Compliance programs, if designed properly, can be used to protect shareholder value. The loss of competitively sensitive data can obviously have an adverse impact on shareholder value. The breach of personal customer information that can be used to perpetrate identity theft can be just as harmful. Press reports surrounding the theft of personal data, as recently occurred with Target Corp., can result in devastating publicity undermining customer and shareholder confidence.
The trend is clearly in the direction of making data protection an integral part of a company compliance program. For example, in 2010 Massachusetts began requiring any company that owns, licenses, stores or maintains personal information of a Massachusetts resident to implement a comprehensive written security program for personal information. While there is no foolproof means of stopping cyberattacks, a well-designed compliance program can minimize the potential risks.
Cyberattacks on the infrastructure underlying capital markets have been on the rise too and, as a result, the SEC is paying close attention to cybersecurity for self-regulated organizations and large alternative trading systems. The SEC has issued proposed rules on regulation systems, compliance and integrity, which would require stock exchanges and the like to test their automated systems for vulnerabilities, test their business continuity and disaster recovery plans, notify the SEC of computer intrusions and recover their clearing and trading operations within specified time frames.
Stock exchanges also have begun taking their own steps to ensure listed companies have cybersecurity protections in place. The New York Stock Exchange has compliance rules that require listed companies to “adopt and disclose a code of business conduct” that includes the protection of confidential information “that might be of use to competitors, or harmful to the company or its customers, if disclosed.”

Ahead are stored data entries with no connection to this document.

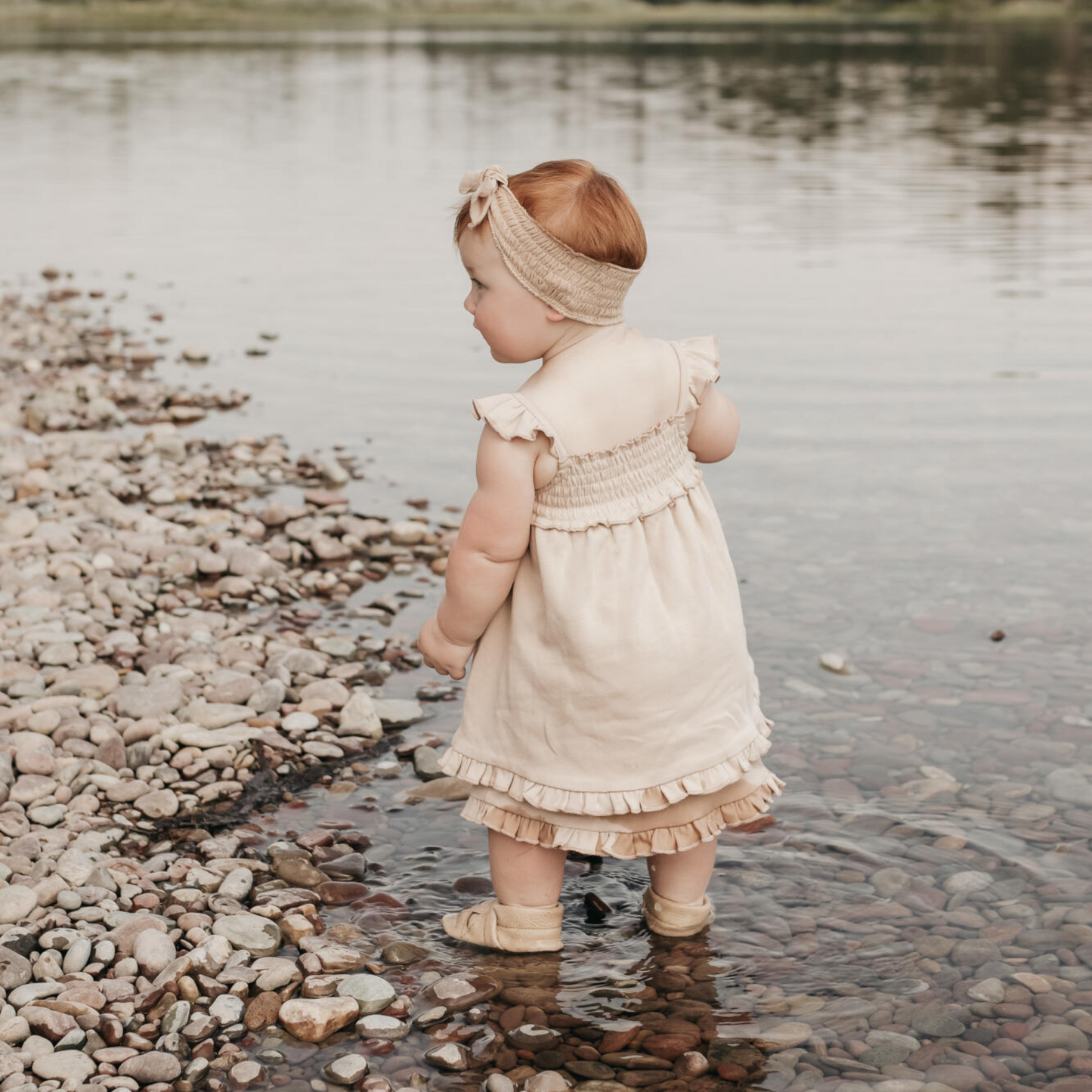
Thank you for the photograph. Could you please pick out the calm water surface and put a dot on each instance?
(889, 230)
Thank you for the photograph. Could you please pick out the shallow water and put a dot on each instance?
(889, 232)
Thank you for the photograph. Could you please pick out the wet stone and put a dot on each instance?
(380, 1027)
(403, 952)
(348, 1069)
(458, 993)
(340, 892)
(449, 1056)
(533, 1038)
(370, 991)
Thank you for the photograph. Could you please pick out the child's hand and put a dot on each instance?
(441, 654)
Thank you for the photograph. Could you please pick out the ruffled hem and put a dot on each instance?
(626, 844)
(651, 799)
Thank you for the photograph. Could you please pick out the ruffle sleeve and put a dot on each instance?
(700, 360)
(511, 417)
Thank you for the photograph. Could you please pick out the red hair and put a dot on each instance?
(580, 206)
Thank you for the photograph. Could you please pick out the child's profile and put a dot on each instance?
(611, 707)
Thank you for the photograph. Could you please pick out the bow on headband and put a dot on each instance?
(483, 184)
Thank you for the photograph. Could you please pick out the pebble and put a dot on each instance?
(370, 991)
(317, 1019)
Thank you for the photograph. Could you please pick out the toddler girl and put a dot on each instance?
(611, 706)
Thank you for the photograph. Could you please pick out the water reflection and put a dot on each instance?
(888, 228)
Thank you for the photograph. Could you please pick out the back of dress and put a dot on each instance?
(616, 677)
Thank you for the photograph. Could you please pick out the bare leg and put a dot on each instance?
(682, 877)
(524, 875)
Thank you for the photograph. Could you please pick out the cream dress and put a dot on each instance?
(611, 707)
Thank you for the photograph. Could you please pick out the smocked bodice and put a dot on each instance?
(627, 481)
(615, 485)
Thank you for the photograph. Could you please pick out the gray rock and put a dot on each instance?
(153, 951)
(157, 805)
(377, 1027)
(370, 991)
(15, 903)
(1065, 1037)
(64, 1066)
(154, 1067)
(155, 699)
(348, 1069)
(257, 935)
(14, 970)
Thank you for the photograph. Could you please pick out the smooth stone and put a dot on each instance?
(460, 991)
(154, 1067)
(64, 1066)
(15, 903)
(370, 991)
(348, 1069)
(227, 1009)
(340, 892)
(161, 804)
(403, 951)
(449, 1056)
(153, 951)
(317, 1019)
(257, 935)
(14, 969)
(1050, 1035)
(377, 1027)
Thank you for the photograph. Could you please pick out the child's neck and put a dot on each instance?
(579, 340)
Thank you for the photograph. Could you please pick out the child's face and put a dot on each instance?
(517, 326)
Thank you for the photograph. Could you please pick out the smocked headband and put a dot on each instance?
(580, 287)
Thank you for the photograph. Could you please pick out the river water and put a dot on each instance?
(888, 228)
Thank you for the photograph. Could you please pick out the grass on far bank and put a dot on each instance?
(287, 15)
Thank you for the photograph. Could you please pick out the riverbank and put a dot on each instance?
(169, 672)
(19, 17)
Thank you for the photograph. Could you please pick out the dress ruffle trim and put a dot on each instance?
(626, 844)
(652, 799)
(701, 360)
(511, 419)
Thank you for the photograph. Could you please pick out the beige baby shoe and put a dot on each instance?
(675, 918)
(510, 928)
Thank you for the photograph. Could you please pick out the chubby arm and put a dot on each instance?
(493, 537)
(714, 427)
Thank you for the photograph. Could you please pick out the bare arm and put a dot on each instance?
(493, 537)
(714, 429)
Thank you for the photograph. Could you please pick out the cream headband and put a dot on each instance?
(578, 286)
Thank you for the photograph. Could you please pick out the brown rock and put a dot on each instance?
(314, 1020)
(262, 1011)
(340, 892)
(670, 1047)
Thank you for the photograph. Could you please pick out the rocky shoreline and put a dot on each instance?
(159, 673)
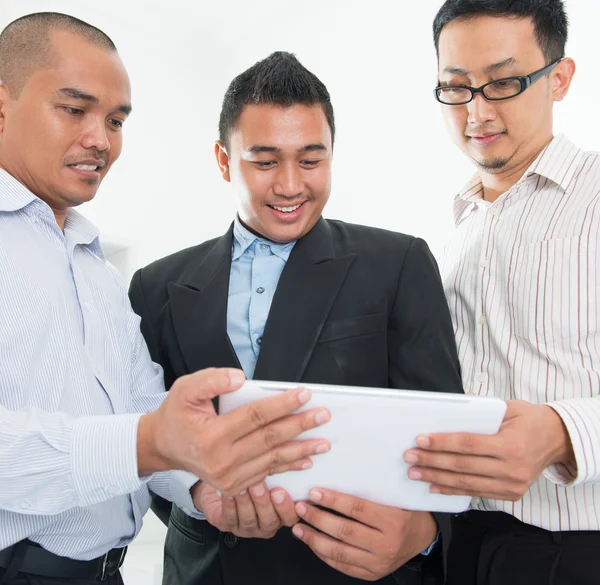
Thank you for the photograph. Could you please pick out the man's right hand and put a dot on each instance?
(255, 513)
(231, 451)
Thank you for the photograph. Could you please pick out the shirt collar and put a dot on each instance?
(558, 162)
(244, 241)
(14, 196)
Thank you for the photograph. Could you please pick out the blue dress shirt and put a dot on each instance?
(256, 265)
(75, 374)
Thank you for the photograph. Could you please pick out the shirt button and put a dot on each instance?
(231, 540)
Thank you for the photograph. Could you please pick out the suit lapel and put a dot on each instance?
(307, 289)
(199, 309)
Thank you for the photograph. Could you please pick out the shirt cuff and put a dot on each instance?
(104, 457)
(175, 486)
(581, 417)
(428, 550)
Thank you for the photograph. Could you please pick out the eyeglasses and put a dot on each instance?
(501, 89)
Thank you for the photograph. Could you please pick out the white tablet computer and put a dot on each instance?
(370, 429)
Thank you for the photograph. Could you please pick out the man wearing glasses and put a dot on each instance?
(522, 282)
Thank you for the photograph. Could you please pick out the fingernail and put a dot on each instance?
(278, 497)
(423, 441)
(315, 495)
(304, 396)
(258, 490)
(236, 377)
(322, 417)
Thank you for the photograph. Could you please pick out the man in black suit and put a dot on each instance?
(290, 296)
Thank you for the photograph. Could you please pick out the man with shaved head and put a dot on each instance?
(86, 429)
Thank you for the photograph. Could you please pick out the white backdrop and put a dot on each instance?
(394, 167)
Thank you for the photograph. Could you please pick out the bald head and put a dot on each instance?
(26, 45)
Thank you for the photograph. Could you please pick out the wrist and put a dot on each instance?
(150, 459)
(426, 533)
(560, 448)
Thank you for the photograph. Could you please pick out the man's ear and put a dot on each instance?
(562, 76)
(222, 160)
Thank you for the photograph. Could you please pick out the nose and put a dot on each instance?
(481, 110)
(95, 135)
(289, 181)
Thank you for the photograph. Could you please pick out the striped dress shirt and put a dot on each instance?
(74, 375)
(522, 279)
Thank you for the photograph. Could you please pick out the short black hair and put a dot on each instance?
(549, 17)
(25, 45)
(279, 79)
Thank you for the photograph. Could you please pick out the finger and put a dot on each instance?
(284, 506)
(349, 570)
(255, 415)
(301, 465)
(213, 382)
(255, 470)
(229, 514)
(247, 520)
(464, 443)
(363, 511)
(484, 466)
(465, 484)
(343, 529)
(268, 519)
(333, 550)
(278, 433)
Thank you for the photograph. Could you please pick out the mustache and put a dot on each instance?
(91, 153)
(479, 130)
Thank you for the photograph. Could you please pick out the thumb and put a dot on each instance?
(212, 382)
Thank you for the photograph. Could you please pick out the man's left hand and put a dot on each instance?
(372, 542)
(501, 466)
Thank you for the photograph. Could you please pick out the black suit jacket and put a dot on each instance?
(354, 305)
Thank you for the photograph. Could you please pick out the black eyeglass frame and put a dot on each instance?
(525, 81)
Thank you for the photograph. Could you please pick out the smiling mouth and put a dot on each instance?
(289, 209)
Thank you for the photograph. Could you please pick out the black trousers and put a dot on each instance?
(494, 548)
(23, 579)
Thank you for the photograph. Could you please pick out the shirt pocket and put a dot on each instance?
(549, 292)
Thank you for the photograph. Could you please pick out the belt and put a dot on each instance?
(37, 561)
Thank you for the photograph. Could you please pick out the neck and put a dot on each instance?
(496, 184)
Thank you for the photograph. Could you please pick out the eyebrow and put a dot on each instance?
(488, 69)
(76, 94)
(258, 148)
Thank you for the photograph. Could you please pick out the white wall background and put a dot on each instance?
(394, 167)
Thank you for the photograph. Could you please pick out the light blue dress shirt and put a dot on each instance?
(75, 373)
(256, 265)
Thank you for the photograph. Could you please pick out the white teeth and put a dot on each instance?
(287, 209)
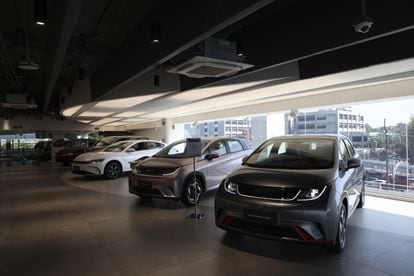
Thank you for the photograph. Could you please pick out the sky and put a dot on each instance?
(393, 111)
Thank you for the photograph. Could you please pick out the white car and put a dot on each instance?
(113, 160)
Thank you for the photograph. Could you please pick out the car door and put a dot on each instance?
(347, 176)
(217, 168)
(236, 153)
(141, 149)
(357, 173)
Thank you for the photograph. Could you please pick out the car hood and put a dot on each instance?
(93, 156)
(283, 178)
(166, 162)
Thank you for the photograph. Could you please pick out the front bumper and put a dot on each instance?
(85, 169)
(304, 222)
(155, 186)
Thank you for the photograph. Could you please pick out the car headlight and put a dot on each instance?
(168, 171)
(96, 161)
(230, 187)
(311, 193)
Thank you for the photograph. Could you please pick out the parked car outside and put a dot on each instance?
(169, 173)
(301, 188)
(114, 160)
(109, 140)
(42, 151)
(73, 149)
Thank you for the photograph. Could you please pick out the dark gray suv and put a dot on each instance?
(301, 188)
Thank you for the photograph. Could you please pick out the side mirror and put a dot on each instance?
(211, 156)
(353, 163)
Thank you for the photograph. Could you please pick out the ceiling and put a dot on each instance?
(289, 43)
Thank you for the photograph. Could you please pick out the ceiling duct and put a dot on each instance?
(18, 101)
(219, 59)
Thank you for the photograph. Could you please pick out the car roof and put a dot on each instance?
(135, 140)
(309, 136)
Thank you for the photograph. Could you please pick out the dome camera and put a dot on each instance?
(363, 25)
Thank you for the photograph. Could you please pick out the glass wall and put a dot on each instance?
(382, 133)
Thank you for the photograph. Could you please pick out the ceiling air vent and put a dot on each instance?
(202, 67)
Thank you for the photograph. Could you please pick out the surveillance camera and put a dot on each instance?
(363, 25)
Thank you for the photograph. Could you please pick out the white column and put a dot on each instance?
(173, 132)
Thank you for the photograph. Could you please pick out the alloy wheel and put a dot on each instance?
(112, 170)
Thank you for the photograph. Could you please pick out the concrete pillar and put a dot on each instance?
(55, 135)
(173, 132)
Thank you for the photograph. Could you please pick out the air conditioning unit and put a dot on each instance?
(202, 67)
(18, 101)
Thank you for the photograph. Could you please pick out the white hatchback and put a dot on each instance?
(113, 160)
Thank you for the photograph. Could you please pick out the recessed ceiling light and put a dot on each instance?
(116, 124)
(134, 120)
(94, 114)
(72, 110)
(85, 121)
(129, 114)
(104, 121)
(127, 102)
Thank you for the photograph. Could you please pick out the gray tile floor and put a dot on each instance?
(54, 223)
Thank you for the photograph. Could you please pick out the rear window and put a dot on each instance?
(294, 154)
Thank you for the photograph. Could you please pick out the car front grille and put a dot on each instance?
(273, 193)
(153, 170)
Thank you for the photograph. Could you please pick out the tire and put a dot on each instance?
(340, 240)
(361, 202)
(112, 170)
(187, 195)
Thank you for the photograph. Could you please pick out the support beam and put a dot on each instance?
(183, 25)
(69, 14)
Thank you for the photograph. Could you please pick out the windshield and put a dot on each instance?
(106, 141)
(294, 154)
(118, 147)
(177, 149)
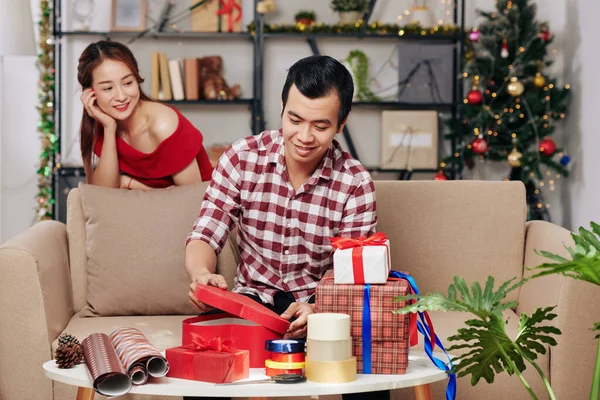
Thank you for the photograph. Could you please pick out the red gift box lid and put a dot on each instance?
(241, 306)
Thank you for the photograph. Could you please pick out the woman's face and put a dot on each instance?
(117, 91)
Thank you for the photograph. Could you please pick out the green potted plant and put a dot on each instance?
(487, 348)
(350, 10)
(306, 17)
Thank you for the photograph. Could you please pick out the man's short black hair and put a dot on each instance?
(317, 76)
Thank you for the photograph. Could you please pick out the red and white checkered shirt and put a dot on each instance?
(283, 234)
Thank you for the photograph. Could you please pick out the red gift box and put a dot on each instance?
(389, 331)
(213, 360)
(245, 322)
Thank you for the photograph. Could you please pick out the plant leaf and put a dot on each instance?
(491, 350)
(532, 335)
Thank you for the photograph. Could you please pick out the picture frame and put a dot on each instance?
(128, 15)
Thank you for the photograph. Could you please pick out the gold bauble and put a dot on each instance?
(515, 88)
(514, 158)
(539, 80)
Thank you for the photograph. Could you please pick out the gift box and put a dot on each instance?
(240, 319)
(362, 260)
(215, 360)
(387, 350)
(217, 16)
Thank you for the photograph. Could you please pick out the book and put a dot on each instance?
(120, 360)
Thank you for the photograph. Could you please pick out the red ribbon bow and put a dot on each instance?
(227, 8)
(378, 239)
(216, 344)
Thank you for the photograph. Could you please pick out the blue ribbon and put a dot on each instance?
(426, 332)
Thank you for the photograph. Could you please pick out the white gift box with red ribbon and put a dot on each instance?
(362, 260)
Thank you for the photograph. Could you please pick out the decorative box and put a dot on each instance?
(362, 260)
(211, 360)
(217, 16)
(243, 321)
(389, 332)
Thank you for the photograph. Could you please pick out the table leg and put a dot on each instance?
(85, 394)
(423, 392)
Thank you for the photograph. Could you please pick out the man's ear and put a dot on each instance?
(342, 125)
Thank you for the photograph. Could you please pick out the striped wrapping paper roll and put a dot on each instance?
(139, 357)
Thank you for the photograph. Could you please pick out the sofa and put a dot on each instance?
(118, 261)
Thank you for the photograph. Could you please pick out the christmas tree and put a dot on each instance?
(511, 110)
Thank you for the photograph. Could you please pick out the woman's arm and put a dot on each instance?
(189, 175)
(107, 172)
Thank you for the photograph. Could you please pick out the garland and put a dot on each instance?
(360, 70)
(45, 107)
(374, 28)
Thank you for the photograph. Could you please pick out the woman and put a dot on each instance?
(140, 143)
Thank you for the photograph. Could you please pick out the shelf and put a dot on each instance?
(396, 170)
(160, 35)
(450, 38)
(209, 102)
(394, 105)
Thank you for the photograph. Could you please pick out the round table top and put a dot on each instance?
(420, 371)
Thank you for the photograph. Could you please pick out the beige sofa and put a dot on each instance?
(437, 230)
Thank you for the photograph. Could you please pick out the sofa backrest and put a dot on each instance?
(437, 230)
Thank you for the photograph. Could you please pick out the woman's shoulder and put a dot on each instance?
(164, 120)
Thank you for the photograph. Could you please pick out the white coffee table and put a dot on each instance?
(420, 373)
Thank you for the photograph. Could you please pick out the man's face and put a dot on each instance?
(309, 126)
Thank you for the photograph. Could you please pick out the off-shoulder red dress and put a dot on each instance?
(171, 156)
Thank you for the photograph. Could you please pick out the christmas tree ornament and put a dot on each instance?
(440, 176)
(479, 145)
(504, 49)
(68, 356)
(515, 87)
(547, 147)
(474, 36)
(514, 158)
(474, 97)
(65, 339)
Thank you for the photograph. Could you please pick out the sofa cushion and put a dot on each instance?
(135, 249)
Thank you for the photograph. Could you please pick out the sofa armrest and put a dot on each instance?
(36, 304)
(576, 307)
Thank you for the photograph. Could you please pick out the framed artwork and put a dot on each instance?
(128, 15)
(409, 139)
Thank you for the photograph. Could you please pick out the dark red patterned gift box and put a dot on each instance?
(389, 331)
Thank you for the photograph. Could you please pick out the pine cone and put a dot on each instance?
(69, 355)
(66, 339)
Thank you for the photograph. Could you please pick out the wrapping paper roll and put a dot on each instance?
(139, 357)
(331, 372)
(292, 357)
(108, 375)
(274, 371)
(328, 326)
(329, 350)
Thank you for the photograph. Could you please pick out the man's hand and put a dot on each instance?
(301, 311)
(205, 279)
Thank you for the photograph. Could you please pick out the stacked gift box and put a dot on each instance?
(359, 286)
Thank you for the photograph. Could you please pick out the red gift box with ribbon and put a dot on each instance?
(244, 321)
(362, 260)
(209, 360)
(389, 332)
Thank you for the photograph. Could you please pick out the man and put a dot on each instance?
(288, 192)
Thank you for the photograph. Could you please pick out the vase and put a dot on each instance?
(422, 15)
(350, 17)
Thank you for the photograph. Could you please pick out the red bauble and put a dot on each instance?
(545, 35)
(479, 146)
(440, 176)
(475, 97)
(547, 147)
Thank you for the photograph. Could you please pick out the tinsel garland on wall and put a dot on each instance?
(45, 107)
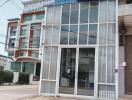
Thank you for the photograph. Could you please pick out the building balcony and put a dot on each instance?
(124, 10)
(36, 5)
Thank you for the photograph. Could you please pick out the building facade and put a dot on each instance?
(24, 39)
(76, 42)
(125, 31)
(5, 62)
(80, 51)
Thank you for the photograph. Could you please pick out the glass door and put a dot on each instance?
(86, 63)
(67, 71)
(83, 82)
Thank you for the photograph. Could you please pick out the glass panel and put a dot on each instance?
(112, 11)
(24, 31)
(102, 65)
(83, 34)
(53, 63)
(67, 71)
(93, 12)
(50, 12)
(16, 66)
(84, 7)
(13, 31)
(111, 64)
(48, 35)
(103, 11)
(48, 87)
(64, 34)
(46, 62)
(55, 36)
(102, 33)
(73, 34)
(28, 18)
(65, 14)
(57, 14)
(86, 71)
(74, 13)
(111, 33)
(40, 16)
(92, 33)
(28, 67)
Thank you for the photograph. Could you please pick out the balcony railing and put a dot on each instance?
(125, 10)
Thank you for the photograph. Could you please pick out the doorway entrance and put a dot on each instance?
(77, 71)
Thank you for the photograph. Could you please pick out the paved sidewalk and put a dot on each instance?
(18, 92)
(30, 92)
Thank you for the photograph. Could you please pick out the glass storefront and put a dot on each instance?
(83, 37)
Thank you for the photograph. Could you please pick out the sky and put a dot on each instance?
(11, 9)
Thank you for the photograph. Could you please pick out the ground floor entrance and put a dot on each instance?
(77, 71)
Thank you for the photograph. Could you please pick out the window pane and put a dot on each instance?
(55, 36)
(13, 31)
(92, 33)
(93, 12)
(24, 30)
(111, 34)
(46, 61)
(112, 11)
(73, 34)
(64, 34)
(102, 65)
(39, 16)
(57, 14)
(28, 18)
(84, 12)
(103, 11)
(65, 14)
(49, 19)
(74, 13)
(53, 63)
(110, 64)
(48, 35)
(102, 33)
(83, 34)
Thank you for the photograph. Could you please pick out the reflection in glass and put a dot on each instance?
(93, 18)
(112, 11)
(92, 33)
(65, 14)
(67, 70)
(86, 71)
(73, 34)
(74, 13)
(55, 36)
(83, 34)
(48, 35)
(64, 34)
(84, 12)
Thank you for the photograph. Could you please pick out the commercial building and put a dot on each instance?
(80, 51)
(5, 62)
(125, 30)
(24, 39)
(77, 44)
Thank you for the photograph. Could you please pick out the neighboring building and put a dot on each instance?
(80, 51)
(5, 62)
(125, 30)
(24, 38)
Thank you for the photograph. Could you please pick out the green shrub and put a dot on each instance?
(23, 78)
(6, 77)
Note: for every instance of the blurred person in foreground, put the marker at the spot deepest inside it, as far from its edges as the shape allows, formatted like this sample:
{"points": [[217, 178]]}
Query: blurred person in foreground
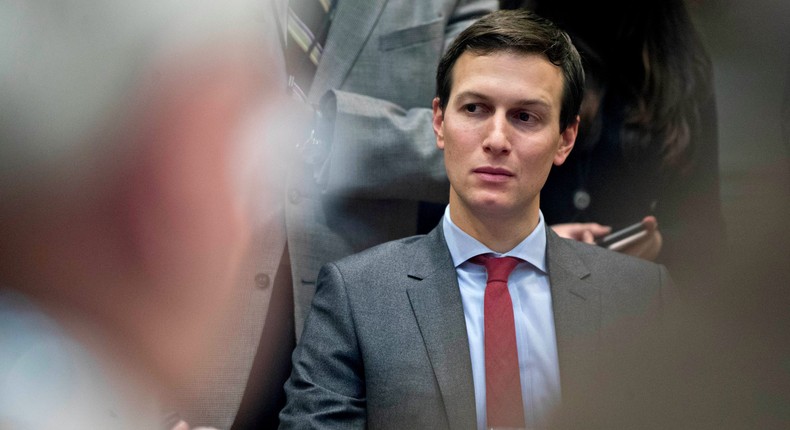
{"points": [[134, 134], [409, 334]]}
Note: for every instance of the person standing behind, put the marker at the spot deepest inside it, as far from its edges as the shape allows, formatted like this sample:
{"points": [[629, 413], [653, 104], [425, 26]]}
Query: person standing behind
{"points": [[648, 142], [413, 333], [360, 72]]}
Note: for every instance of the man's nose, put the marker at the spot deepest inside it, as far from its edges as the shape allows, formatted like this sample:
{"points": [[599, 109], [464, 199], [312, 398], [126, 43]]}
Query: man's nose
{"points": [[497, 139]]}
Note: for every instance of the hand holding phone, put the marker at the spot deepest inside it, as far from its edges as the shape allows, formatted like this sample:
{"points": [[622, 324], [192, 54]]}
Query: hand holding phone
{"points": [[640, 239], [637, 229]]}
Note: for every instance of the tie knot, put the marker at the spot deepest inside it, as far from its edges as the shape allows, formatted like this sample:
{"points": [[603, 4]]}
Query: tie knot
{"points": [[498, 268]]}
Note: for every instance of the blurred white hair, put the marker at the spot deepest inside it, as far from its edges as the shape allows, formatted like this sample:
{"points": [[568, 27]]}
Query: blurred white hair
{"points": [[67, 66]]}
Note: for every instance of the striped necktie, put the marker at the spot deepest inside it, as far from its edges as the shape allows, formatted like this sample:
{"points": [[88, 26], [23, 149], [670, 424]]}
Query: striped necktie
{"points": [[308, 26]]}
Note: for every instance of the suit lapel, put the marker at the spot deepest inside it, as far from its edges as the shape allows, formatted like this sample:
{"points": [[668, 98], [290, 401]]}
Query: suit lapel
{"points": [[577, 314], [436, 301], [350, 30]]}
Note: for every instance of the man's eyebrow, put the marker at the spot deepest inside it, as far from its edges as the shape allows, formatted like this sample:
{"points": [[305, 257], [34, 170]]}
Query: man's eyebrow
{"points": [[539, 102]]}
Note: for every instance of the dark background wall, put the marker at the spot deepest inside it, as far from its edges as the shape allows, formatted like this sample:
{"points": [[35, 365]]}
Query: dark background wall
{"points": [[749, 43]]}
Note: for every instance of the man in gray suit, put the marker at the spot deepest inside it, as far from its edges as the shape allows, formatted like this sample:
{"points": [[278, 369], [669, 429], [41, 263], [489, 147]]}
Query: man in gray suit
{"points": [[359, 187], [395, 337]]}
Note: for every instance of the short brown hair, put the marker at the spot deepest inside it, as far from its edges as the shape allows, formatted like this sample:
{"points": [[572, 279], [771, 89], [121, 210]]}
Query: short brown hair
{"points": [[518, 31]]}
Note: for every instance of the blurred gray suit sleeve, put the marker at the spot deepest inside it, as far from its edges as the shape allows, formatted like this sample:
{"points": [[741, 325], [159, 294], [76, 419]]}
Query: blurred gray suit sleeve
{"points": [[326, 389], [382, 143]]}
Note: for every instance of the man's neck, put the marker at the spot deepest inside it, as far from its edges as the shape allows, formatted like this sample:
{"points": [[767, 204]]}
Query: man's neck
{"points": [[498, 232]]}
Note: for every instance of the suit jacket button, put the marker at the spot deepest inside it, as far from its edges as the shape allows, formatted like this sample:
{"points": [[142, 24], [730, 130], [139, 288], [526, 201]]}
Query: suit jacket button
{"points": [[262, 281], [294, 196]]}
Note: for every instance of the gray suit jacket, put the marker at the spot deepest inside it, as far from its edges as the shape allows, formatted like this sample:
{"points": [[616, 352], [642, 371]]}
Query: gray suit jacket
{"points": [[376, 77], [385, 344]]}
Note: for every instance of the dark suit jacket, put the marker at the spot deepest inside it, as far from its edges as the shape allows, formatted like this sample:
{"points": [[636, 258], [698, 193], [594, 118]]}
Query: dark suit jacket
{"points": [[385, 343]]}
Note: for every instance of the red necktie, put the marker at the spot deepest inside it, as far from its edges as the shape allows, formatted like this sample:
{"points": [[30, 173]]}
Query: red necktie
{"points": [[504, 407]]}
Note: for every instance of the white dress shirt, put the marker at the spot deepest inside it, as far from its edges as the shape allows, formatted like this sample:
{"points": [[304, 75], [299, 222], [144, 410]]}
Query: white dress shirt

As cyberattacks on financial institutions have become more frequent and sophisticated, the SEC also has focused on cybersecurity risk issues for broker dealers and investment advisors. In April 2013, the SEC adopted Regulation S-ID, which requires certain regulated financial institutions and creditors to adopt and implement identity theft programs and which builds upon the SEC’s existing rules for protecting customer data such as Regulation S-P.
In light of the risks posed by cyberthreats, all public companies should do the following: Review the corporate compliance program to ensure it adequately covers the prevention and detection of cyberthreats; if one doesn’t exist, create a compliance program for the protection of data; update company policies and agreements to adequately protect competitively sensitive and personal data; and institute procedures for effectively reporting to the public cybersecurity risks and breaches.